"Ambas ocorrem simultaneamente. A democracia cede a “novas” ditaduras. Mas em vez da ideia positivista de “progresso” surge a de justiça social e ambiental. Só uma destas transformações perdurará. Quem quer a segunda precisa frear a primeira", afirma Boaventura de Sousa Santos, doutor em Sociologia do Direito pela Universidade de Yale, professor catedrático jubilado da Faculdade de Economia da Universidade de Coimbra, diretor do Centro de Estudos Sociais da Universidade de Coimbra e coordenador científico do Observatório Permanente da Justiça Portuguesa, em artigo publicado por Outras Palavras, 28-07-2022.

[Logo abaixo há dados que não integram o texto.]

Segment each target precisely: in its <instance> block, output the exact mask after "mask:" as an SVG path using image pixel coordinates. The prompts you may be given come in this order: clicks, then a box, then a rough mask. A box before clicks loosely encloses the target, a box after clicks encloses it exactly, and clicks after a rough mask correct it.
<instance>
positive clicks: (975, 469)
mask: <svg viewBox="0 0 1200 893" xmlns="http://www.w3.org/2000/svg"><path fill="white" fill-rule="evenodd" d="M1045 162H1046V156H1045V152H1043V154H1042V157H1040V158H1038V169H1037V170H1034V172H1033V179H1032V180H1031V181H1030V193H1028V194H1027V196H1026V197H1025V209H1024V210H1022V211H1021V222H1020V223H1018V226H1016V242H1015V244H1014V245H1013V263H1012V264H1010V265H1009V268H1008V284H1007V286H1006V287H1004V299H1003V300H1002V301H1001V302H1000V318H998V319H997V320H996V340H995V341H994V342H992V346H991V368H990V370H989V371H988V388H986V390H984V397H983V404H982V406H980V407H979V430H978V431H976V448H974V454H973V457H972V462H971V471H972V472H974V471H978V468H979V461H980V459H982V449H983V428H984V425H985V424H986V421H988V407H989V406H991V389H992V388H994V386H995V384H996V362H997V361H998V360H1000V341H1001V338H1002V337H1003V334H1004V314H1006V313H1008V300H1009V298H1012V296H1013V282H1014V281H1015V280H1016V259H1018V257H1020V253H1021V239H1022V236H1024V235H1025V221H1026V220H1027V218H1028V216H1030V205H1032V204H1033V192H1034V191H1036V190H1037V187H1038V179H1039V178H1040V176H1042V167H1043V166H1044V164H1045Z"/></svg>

Ao longo dos últimos cem anos falou-se muito de transições entre tipos de sociedade e entre civilizações, e construíram-se muitas teorias da transição. Segundo o antropólogo francês Maurice Godelier, a transição é a fase particular de uma sociedade que encontra cada vez mais dificuldades em reproduzir o sistema econômico e social sobre o qual se funda e começa a reorganizar-se sobre a base de outro sistema que se transforma na forma geral das novas condições de existência. As transições mais estudadas nas ciências sociais foram as seguintes: da idade medieval para a idade moderna, do feudalismo para o capitalismo, do capitalismo para o socialismo, da ditadura para a democracia. Nas últimas décadas, com o colapso da União Soviética, têm sido muito estudadas as transições do socialismo de tipo soviético para o capitalismo.
Os sinais dos tempos obrigam-nos a pensar em dois tipos de transição ainda pouco estudados: a transição da democracia para ditaduras de tipo novo; e a transição epocal do paradigma moderno da exploração sem limites dos recursos naturais (a natureza nos pertence) para um paradigma que promova a justiça social e ecológica, tanto entre os humanos como entre os humanos e a natureza (pertencemos à natureza). A primeira transição aponta para uma profunda crise da democracia, enquanto a segunda aponta para a crise profunda dos modelos de desenvolvimento econômico-social que têm dominado nos últimos cinco séculos. São transições de sinal contrário porque, se a primeira transição se consumar, é difícil imaginar que a segunda possa ocorrer. É bom ter isto presente, uma vez que, quem quiser que a segunda transição ocorra, tem de lutar para que a primeira não ocorra. Explicarei por quê.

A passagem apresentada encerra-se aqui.